The SCSU Survey is an ongoing survey research center of St. Cloud State University. A total of 550 randomly chosen adult Minnesotans were interviewed between October 26 and November 4 and shared their views on a variety of topics, including abortion.
According to the survey, almost half of Minnesotans continue to believe abortion should be a woman's personal choice (46 percent) while about 10 percent think it should never be allowed.
Male and female views on abortion are almost identical on the never position but women are a bit more likely to favor the personal choice position.
The survey also showed that 70 percent who say their political views are very or somewhat liberal support personal choice while 21 percent self-described conservatives take this position. No liberal said never but about 20 percent who said they were very or somewhat conservative would never allow an abortion.
Other results from the survey:
64 percent of Democrats say abortion should be a personal choice compared to 20 percent of Republicans. A total of 17 percent of Republicans stated that it should never be allowed, compared to roughly 3 percent of Democrats.
About 60 percent of 18 to 24-year-olds prefer the personal choice position.
Other than suburban residents being less likely to support the personal choice position, there aren't real differences by geographic location.
Breakdowns of some of the religious categories indicate 12 percent of Catholics say never, 3 percent of Lutherans, 15 percent of Baptists and 2 percent of those with no religious denomination want the never allow option.
For Minnesotans who say religion is very or somewhat important in their lives, 10 percent say never and about 40 percent favor personal choice. Respondents who stated religion was of little or no importance in their personal life, 6 percent said never and 70 percent state personal choice.
A total of 63 percent of Minnesotans believe that Roe v.

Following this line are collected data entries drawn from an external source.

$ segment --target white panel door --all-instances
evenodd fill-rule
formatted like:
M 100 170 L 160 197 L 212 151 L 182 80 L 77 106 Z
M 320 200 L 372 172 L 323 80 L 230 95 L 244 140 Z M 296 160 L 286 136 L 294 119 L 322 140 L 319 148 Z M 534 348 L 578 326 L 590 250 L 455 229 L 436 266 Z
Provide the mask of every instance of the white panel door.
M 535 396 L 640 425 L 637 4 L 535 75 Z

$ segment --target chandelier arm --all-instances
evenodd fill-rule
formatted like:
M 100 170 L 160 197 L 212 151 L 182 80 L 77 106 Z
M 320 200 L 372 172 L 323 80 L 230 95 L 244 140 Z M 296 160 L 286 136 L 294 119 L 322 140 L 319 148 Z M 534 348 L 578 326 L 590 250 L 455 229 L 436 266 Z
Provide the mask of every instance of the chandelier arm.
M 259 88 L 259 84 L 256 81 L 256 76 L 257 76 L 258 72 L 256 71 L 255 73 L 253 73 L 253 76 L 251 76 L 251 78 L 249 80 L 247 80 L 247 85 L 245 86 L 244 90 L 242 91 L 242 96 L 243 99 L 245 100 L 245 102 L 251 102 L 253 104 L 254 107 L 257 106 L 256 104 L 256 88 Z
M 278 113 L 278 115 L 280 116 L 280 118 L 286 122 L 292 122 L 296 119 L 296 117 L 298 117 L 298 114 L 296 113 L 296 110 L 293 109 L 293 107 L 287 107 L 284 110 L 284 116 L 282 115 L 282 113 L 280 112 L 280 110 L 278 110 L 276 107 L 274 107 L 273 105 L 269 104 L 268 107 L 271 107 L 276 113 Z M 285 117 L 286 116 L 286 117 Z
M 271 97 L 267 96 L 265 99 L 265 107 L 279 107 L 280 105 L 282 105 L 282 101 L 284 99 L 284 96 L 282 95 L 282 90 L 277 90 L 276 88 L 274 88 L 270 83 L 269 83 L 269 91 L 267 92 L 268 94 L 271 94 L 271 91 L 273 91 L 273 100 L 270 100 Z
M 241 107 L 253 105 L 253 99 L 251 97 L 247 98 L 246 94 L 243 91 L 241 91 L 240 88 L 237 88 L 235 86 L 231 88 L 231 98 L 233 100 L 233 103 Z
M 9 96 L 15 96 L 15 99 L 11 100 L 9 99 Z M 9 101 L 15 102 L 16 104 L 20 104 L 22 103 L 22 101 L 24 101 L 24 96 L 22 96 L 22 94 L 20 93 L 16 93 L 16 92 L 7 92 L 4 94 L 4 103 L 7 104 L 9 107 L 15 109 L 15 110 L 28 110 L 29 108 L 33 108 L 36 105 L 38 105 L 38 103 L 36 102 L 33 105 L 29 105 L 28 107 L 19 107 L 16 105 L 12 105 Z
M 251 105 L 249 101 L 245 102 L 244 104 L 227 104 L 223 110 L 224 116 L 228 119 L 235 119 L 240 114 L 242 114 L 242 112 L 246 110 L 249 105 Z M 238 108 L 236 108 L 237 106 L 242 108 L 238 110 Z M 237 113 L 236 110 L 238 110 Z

Wade shouldn't be overturned.
More than 80 percent of 18 to 24-year-olds favor not overturning Roe v Wade.
The SCSU Surveys are conducted once a year in the fall and focus on statewide issues such as election races, current events, and other important issues that are present in the state of Minnesota.
The primary mission of the SCSU Survey is to serve the academic community and various clients through its commitment to survey research and to provide education and experiential opportunities to researchers and students.
Results from surveys pertaining to views on immigration, same sex marriage, the impact of the economy, abortion, healthcare and other topics will be released at a later date.